4 Ds of Information loss – Data loss

I have the nasty feeling that I have more questions than answers but here goes...

The old days

Before technology, life in the office was simple. You have documents, and you filed them away. They were big, bulky and paper based (once stone, velum and papyrus had their days). Sometimes documents got lost (down the back of the filing cabinet), sometimes documents were destroyed (blessed be the shredder despite projects to restore shredded documents using software). Rarely did physical documents end up in the hands of the wrong person (but it happened). The came easy duplication. And then came electronic records.

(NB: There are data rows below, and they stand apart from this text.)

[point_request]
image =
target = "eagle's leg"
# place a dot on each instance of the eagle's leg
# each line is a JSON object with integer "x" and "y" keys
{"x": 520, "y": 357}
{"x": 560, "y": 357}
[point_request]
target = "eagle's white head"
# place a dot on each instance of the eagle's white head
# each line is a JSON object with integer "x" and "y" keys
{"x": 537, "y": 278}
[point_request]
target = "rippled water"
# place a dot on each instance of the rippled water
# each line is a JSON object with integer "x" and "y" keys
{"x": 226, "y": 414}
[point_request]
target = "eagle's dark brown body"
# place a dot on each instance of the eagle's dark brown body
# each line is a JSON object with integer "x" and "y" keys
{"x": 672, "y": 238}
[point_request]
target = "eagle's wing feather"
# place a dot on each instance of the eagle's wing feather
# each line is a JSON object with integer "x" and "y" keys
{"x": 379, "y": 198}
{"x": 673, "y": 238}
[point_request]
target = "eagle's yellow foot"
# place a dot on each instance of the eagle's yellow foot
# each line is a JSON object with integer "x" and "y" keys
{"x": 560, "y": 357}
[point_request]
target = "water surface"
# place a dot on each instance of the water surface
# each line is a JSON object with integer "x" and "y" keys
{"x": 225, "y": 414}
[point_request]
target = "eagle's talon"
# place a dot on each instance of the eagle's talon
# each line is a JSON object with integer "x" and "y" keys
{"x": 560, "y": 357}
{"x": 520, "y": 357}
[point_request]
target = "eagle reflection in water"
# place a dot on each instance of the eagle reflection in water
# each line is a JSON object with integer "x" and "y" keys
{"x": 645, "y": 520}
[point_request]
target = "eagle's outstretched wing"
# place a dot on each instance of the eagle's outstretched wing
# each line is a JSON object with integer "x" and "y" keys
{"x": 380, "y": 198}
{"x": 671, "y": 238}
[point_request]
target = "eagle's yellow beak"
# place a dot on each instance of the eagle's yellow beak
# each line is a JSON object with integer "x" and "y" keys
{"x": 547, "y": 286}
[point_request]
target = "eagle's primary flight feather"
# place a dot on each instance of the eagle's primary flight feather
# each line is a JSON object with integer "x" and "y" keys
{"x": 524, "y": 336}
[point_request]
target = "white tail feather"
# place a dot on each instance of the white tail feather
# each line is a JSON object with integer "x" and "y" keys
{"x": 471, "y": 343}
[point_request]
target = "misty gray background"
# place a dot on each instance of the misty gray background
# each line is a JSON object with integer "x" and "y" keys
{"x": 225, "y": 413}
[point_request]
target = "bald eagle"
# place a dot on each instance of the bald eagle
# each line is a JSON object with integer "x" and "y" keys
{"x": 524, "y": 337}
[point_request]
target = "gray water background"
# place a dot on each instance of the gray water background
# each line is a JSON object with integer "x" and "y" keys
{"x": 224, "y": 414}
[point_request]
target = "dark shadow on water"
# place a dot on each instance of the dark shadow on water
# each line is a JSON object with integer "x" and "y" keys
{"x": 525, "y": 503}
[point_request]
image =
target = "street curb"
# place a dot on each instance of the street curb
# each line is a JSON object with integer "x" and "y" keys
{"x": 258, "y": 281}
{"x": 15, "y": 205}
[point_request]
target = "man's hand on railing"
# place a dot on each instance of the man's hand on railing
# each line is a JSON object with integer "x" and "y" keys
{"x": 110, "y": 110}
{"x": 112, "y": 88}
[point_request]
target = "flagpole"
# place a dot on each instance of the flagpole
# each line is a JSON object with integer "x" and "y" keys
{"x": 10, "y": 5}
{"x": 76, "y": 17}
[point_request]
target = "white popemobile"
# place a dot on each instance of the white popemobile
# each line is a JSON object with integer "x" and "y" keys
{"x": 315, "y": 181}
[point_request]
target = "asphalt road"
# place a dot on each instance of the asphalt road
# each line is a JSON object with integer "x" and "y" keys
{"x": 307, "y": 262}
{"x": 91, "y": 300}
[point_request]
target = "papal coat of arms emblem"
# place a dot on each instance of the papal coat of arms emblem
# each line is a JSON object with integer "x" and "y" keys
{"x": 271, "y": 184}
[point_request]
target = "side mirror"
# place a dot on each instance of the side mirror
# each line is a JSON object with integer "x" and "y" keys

Electronic records, or data to give it an even more generic name, are everywhere. Data can be automatically collected and stored. When I first raised “data loss" I simply assumed I would stay on simple technical grounds such “hard disk crash" or indeed loosing the financial data of 25 million people in the post. Some of the issues are technical, some and legal, but all are social.

Never enough

Disk drives get larger to cope with the torrent of data. Much in the same way that “you can never be too rich" it's true that “you can never have too much disk space". However... As data volume grows, our ability to weed out the what from the chaff declines. It's easy to say 'never throw out anything, in case it's needed'. It also lets you avoid the boring (and possibly compromising) task of deleting data you don't need. However, then your operational budget bloats - it costs as much to look after useless data as expensive data. If it goes on long enough, you can't do anything about it; it's possible you won't never remember what most of it is.

This is where one part of the legal framework stands. If you are, say, automatically collecting all the web sites that a certain IP address connects to, how long should you hang on to it? How long is it legally useful for? And worth keeping for? ( Digital Right Ireland have a few things to say on this.) There is also a technical problem... If an Internet access node is unsecured, is the owner of the node liable for something posted using it? At the moment, yes, but that is because it hasn't been tested in an Irish Court

Sealed with a click

Another part of this is content. Google have an archive of a precursor to the web, called Usenet on archive. This is data. Public data? Well everything was considered public a the time. So this archive is publicly available.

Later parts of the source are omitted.